I'm okay with sequels -  I'm actually quite anticipatory of Dhoom 3 - but those have to remain the minority, not the majority. When they become the majority, you can see that whatever creativity was left is quite obviously gone. And this at a time when Hindi films were gaining a lot of very good, very interesting variety, to chuck that all away for boring re-hashings of old names (just because people recognise them), that'd be a very sad thing indeed. You can on occasion filmmakers in Bollywood play around with this idea, and tangle the promise of re-making a classic or re-imagining a famous film that people recognise (nobody has yet used the word "reboot", thank heavens), and people typically respond negatively. Liked Kuch Kuch Hota Hai? Rewatch Kuch Kuch Hota Hai, then! Nobody is going bananas over a cartoon version where the characters are all dogs, for crying out loud!
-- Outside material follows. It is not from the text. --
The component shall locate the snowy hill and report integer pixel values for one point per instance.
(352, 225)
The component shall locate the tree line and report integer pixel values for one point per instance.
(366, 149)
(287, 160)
So I hope that even in a world where regional remakes and sequels are gaining ground, Hindi films won't stop believing in stories. There are still many new ones to be told - and sold!


Carol said...

I was kind of innocent when it comes to thinking about money + cinema relations. I thought that good stories always won, that this was what every producer was looking for.
Now, with all those remakes being made in Bollywood, I think it's the first time that I really noticed that most of them only want a safe way to make money. Making money is not a problem at all, but it's sad that this insatiable need is preventing people of even trying to dare. Why would we need a Once Upon a Time In Mumbai 2? We could just let the story end where it did. Unfortunately, I don't think this sequel-remake fever will end so soon...

I just hope that more Band Baaja Baaraats and Kahaanis will be made.

veracious said...

Your comment made me actually think of how #1 relates to #2, Carol.. that is, the stars can have a lot of say in these things. If producers want to make a sequel but the main star refuses, obviously the film won't be the kind of sequel people expect and it won't make as much money. So in a sense the "star-lead production model" can mean more originality. Of course, not all stars are as picky as certain stars..

Since I first got the idea of this post, I've been noticing Bollywood banking more on ideas of the past and "brand" ideas. Compared to the Bollywood from around 6 years ago, there's so much more sequelizing going on. It's a worrying trend, for sure.

theBollywoodFan said...

I really like your intro paragraph to this post. There's plenty room for many, many types of movies in Bollywood today, no matter how much people try to convince us otherwise. (Although I must say you do have me thinking of the poor lyrics again :D)

Anyway, I don't know everything about everything either, but some thoughts.

1. While the financing model you note appears to be largely prevalent, I like to think there are exceptions and the better directors *do* audition casts more than the other way around. Hopefully, even the big stars today have gotten more conscious of the kinds of movies they would or wouldn't do. Your point is definitely valid and correct. I don't think there's any question the movies would get better depending on the direction these flows went.

2. I too tend to be far more accepting of sequels than of remakes, and I still can't stand the idea of a Sholay remake, let alone one that starred Amitabh Bachchan!

Still, the bottom line often dictates the need to take less risk -- as long as they can leverage previous success to continue to succeed, they'll do so. This seems to hold true for superhero comics as well, which I am equally bothered by.